5)      There is an element of personal responsibility and budgeting. There are far too many pages on Facebook that start with the following “if you have to take a drug test for a job. . . “Instead of spreading hate: how about a shift in culture. Provide mandated nutrition courses for those on SNAP.  Provide mandated preventative health education courses for those on Medicaid. Both of these can improve the health and well being of those needing aid. If you can teach a course on budgeting, healthy eating, and job skills: DO IT. All of these contribute to both the growth of the economy and reducing the liability of an unhealthy nation. Contact a local house of worship, food pantry or homeless shelter and offer your services.

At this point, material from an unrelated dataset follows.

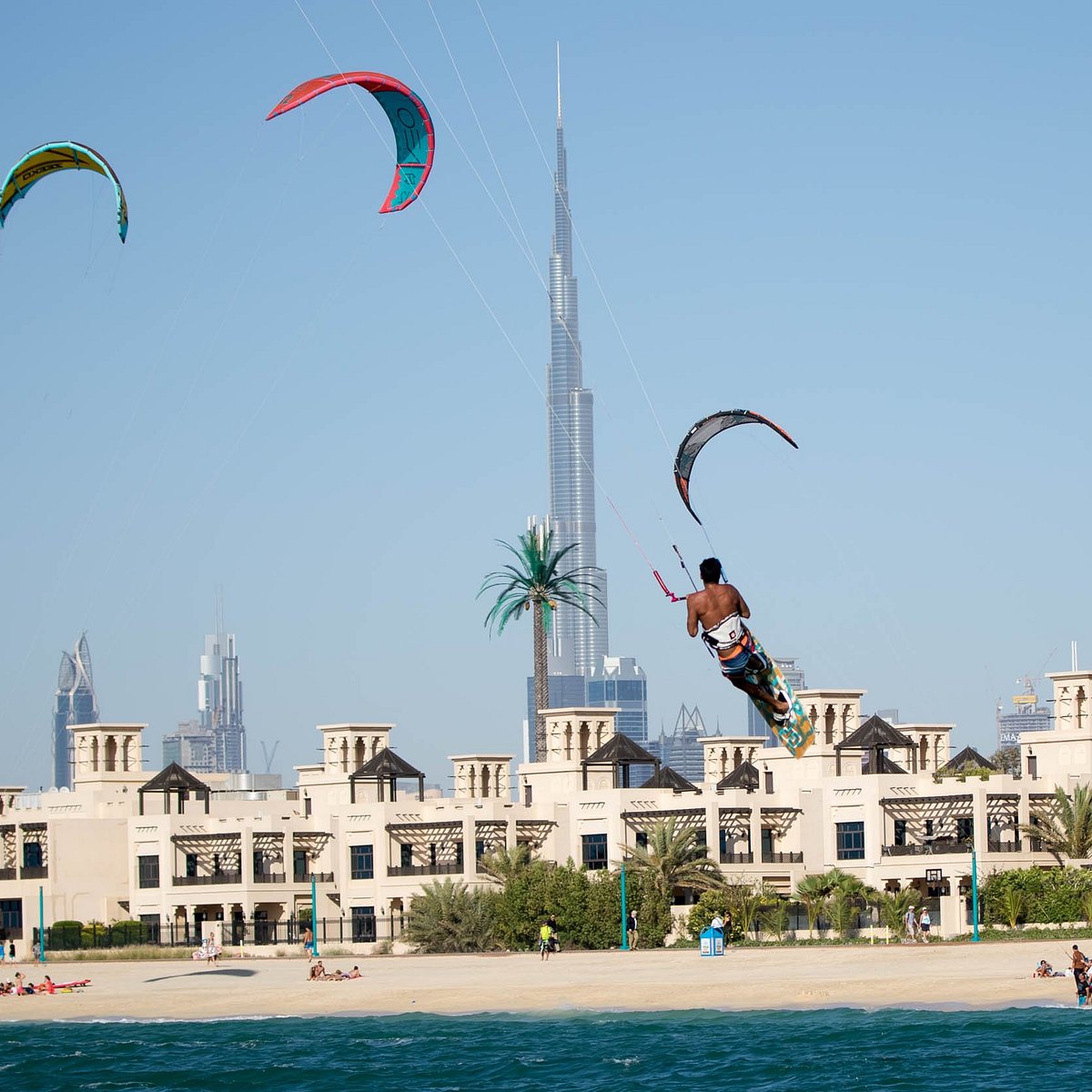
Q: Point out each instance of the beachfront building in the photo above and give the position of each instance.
(177, 851)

The letter written was sent to a Jackson, Mississippi paper. Mississippi is one of the poorest states in the nation. In addition to raising valid points on how people do need to take ownership of their own bodies, perhaps Dr. Jones’ also should have addressed increasing economic opportunities, educational facilities and presented solutions. Instead, he provided an us versus them: and the sad reality? Many of us are a few months away from being judged as harshly as Dr. Jones’ patient by a health care provider. One group can’t fix the system: everybody needs to contribute.